Кофе подавали у доктора какой-то невкусный; у горничной, гречанки, которая стояла с подносом, пока гости пили кофе, я помню, были такие широкие, красные, отвратительные руки! Жена доктора была тоже гречанка, не старая еще и лицом недурная, но жеманная и громогласная; все с самолюбивою улыбкой на устах, одетая по-европейски, но дурно и с претензиями на отсталую моду. Я ее не любил и бывал в отчаянии, когда заставал ее одну дома. Со стыдом прибавлю, мне кажется, — я ей нравился. Эта обидная для моего самолюбия склонность ужасной докторши еще больше стесняла меня с глазу на глаз с нею. Она говорила мне комплименты; я страдал и оскорблялся, что нравлюсь такой неприятной и ничего не понимающей женщине. Сам Чобан-оглу тоже был довольно скучен. В медицинской науке он был недалек, в политических взглядах, как мы видели, немногосложен. Италия, в которой он учился медицине, не оставила почти никаких следов на вкусах его или, вернее, только направила их к худшему. Чобан-оглу настолько стал европейцем, насколько нужно греку или болгарину, чтобы стать пошлее и, утратив оригинальность, не приобрести ничего того высшего, что может дать истинная образованность...

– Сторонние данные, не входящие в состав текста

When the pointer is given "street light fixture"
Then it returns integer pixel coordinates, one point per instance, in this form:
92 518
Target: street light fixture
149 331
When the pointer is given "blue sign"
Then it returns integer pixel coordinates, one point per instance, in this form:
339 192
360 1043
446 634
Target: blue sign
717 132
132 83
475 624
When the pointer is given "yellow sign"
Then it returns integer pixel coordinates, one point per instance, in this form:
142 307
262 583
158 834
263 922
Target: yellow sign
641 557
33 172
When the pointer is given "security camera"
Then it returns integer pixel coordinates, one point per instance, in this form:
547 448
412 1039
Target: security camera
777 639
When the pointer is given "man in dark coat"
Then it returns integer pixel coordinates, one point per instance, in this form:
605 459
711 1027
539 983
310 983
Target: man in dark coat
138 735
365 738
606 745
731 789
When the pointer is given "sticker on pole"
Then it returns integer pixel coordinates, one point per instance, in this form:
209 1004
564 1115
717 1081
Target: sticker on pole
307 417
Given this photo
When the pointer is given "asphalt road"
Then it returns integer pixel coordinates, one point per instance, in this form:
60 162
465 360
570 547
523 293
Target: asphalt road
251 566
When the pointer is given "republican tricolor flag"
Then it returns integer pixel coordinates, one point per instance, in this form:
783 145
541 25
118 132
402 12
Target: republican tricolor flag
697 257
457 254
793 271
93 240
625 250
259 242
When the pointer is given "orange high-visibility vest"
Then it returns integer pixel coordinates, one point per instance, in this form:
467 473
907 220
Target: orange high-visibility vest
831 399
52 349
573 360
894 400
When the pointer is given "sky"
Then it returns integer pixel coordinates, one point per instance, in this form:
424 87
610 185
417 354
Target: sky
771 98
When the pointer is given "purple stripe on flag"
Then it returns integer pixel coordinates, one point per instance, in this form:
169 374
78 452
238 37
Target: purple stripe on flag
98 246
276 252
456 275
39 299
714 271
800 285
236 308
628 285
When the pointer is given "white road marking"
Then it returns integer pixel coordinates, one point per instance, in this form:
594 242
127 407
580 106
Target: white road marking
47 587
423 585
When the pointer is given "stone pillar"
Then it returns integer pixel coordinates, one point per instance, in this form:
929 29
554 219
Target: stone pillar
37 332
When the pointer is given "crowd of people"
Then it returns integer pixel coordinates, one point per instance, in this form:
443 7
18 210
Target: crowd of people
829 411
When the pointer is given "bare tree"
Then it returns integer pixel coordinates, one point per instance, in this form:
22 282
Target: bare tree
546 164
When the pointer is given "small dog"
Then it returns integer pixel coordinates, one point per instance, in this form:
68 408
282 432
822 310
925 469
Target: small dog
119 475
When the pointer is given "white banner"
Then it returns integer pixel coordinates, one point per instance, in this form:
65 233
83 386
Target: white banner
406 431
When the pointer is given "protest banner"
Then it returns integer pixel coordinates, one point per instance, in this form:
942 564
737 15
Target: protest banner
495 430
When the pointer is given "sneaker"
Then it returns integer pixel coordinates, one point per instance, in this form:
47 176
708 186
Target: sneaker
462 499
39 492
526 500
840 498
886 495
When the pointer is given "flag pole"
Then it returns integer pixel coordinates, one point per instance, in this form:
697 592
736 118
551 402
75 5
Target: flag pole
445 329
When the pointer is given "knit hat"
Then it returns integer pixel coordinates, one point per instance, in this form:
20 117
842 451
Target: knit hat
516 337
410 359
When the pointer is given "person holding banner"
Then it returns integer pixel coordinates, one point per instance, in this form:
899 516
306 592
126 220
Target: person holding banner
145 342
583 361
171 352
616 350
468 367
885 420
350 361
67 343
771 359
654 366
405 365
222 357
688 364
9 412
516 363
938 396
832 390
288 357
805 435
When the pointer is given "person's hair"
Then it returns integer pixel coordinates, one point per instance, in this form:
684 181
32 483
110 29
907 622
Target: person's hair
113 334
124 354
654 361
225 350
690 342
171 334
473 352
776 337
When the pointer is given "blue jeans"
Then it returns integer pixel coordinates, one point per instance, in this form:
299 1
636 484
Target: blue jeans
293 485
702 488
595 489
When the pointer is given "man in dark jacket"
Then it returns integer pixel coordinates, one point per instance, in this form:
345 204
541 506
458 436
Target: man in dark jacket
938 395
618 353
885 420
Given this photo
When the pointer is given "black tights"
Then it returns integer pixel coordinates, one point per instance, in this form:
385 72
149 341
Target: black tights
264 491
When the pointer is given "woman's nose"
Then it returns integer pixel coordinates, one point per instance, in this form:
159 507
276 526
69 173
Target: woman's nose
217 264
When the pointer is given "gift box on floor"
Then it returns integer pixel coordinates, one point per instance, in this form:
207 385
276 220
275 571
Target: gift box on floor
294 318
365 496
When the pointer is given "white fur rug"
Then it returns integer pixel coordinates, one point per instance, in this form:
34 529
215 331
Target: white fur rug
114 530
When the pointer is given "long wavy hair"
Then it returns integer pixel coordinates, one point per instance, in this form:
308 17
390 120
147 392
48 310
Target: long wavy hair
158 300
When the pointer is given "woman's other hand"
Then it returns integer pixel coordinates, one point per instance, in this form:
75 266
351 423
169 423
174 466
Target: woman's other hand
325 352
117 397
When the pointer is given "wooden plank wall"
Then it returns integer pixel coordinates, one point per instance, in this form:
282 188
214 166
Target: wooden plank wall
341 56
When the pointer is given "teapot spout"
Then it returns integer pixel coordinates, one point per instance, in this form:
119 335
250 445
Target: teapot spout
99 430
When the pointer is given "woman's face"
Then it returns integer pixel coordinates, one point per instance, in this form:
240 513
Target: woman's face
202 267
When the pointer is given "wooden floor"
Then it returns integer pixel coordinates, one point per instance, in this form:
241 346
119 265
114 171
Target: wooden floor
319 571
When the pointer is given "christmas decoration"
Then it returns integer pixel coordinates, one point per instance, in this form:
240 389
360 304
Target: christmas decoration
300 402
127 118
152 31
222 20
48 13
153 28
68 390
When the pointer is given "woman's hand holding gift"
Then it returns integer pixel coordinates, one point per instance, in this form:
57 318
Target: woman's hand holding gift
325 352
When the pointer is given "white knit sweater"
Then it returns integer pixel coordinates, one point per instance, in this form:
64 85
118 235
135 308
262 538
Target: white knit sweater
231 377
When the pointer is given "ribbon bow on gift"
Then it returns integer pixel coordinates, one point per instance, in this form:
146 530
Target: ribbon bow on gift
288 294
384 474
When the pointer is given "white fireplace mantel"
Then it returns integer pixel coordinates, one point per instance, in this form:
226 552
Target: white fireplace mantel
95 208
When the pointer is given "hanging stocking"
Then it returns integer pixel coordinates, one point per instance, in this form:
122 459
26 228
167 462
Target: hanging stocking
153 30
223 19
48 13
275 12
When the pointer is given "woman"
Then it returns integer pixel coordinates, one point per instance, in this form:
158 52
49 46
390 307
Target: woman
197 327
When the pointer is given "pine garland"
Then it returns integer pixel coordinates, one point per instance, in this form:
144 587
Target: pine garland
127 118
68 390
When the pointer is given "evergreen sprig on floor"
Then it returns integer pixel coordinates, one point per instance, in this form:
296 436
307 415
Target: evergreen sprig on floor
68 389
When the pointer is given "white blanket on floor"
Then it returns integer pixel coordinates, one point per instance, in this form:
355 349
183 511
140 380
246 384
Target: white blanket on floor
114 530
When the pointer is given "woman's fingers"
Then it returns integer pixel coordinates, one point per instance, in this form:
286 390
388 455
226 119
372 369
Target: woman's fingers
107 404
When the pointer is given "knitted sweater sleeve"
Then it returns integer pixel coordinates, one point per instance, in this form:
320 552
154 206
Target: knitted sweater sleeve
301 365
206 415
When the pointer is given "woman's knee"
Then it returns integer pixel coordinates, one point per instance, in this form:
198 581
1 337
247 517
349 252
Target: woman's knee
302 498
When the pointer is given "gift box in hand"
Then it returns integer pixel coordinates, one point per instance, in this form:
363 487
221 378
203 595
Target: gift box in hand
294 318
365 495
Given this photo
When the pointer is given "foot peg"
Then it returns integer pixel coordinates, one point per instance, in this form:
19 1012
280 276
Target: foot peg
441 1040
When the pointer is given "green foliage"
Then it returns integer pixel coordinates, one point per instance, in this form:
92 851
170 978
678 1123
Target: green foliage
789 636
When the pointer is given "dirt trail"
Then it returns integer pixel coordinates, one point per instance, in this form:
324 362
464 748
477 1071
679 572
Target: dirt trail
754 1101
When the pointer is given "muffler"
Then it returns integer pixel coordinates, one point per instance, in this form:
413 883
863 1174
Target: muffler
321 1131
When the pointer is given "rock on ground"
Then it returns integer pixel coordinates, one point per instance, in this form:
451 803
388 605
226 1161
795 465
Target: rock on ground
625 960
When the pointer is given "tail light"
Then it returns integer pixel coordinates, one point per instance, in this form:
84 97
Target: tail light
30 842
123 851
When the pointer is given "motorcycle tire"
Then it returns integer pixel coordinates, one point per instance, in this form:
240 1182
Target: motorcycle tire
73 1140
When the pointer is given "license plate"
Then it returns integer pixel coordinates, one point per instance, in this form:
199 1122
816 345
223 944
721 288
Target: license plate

Единственный человек, который мне сам по себе (а не по взглядам своим) нравился в семье и родстве доброго и скучного Чобан-оглу — это был отец его, сам старый Чобан.[5] Он приходил иногда по праздникам к сыну, в темной одежде из толстого сукна домашней работы, в бараньей шапке; входил, садился на диван и кланялся оттуда по-турецки. Разговаривал о чем-то (о чем, не помню; все-таки и его речи были довольно скучны); шутил с младшим внуком своим, приговаривая с улыбкой любви всё бранные и даже неприличные слова: «Рогач ты такой! Сводник, негодяй», и еще хуже. Изо всех его речей это еще было занимательнее всего. При старике хоть и не становилось веселее, но по крайней мере все делалось в доме доктора на миг характернее... Эта шапка баранья на диване в таком почете! Эти грубые ласки внуку! Сама докторша как будто приобретала иное, как бы «историческое» значение. Она почтительно вставала пред старым пастухом, подавала ему чубук, сама нагибаясь, ставила ему под трубку чистое медное блюдечко (чтобы не жечь ковра) и сама же приносила ему щипцами уголь из жаровни, чтобы он раскуривал. В эту минуту я ее уважал, и будь на ней самой не плохая какая-то зуавка и кринолин, а будь надето что-нибудь тоже старинное, я был бы совсем доволен ею, и она, может быть, хоть на минуту и понравилась бы мне...
Что еще сказать о доме и родстве доктора Чобан-оглу? Был у него сын старший, отрок еще, лет пятнадцати-шестнадцати... Не дурен, но обезображен всегда каким-то медвежьим долгополым сюртуком.
У жены доктора был еще брат, отвратительный собою грек, лет двадцати трех. Лицо у него было серое, очень круглое, все в мелких дырках (я этого терпеть не могу). Пузырь какой-то пучеглазый, чернозубый и еще более крикливый, чем сестра... Он учился в Афинах и не давал никому слова сказать, чтобы не вмешаться, не закричать на весь дом, не показать свою ученость и «воспитание».
Один гость говорит, я помню: «там были эти танцовщицы...»
— Да! балерины! — кричит серый пузырь.
Я говорю однажды доктору: «Вы долго были в Италии?»
— Он был в Риме, — перебивает тот, — видел святейшего непогрешимого отца... ха! ха! ха! Непогрешимый.
Боже мой! при виде такого молодого человека даже единоверию с ним своему я был не рад... и готов был назло ему и пред Папой склоняться в прах...
Впрочем, все это так несносно... И если я вспоминаю и говорю об этом, то только для того, чтобы было виднее, почему именно оно было скучно.
Однажды мы с Михалаки Канкелларио зашли к Чобан-оглу в праздник, после обедни. Православная обедня в Турции служится очень рано, — тотчас по восхождении солнца, и зимой, и летом. Это было зимой и было около 8 часов по-европейски (кажется, около трех по-турецки), когда мы сидели у доктора. В обширных сенях его старинного дома была наверху галерея с колоннами и балюстрадой, и с галереи этой открывалось много дверей во внутренние покои. Внизу, в самых сенях, мощеных плитками, была построена особая маленькая комнатка, вроде беседки, вся в стеклах и с деревянным потолком, очень пестрым и веселым, как персидский коврик. Кругом трех стен шел турецкий диван, а на полу ковер; зимой там ставили медную жаровню, притворив крепко стеклянную дверь в сени, и тогда в этой беседочке становилось очень тепло, и в стекла все было видно, что происходит в сенях: кто выходил и входил.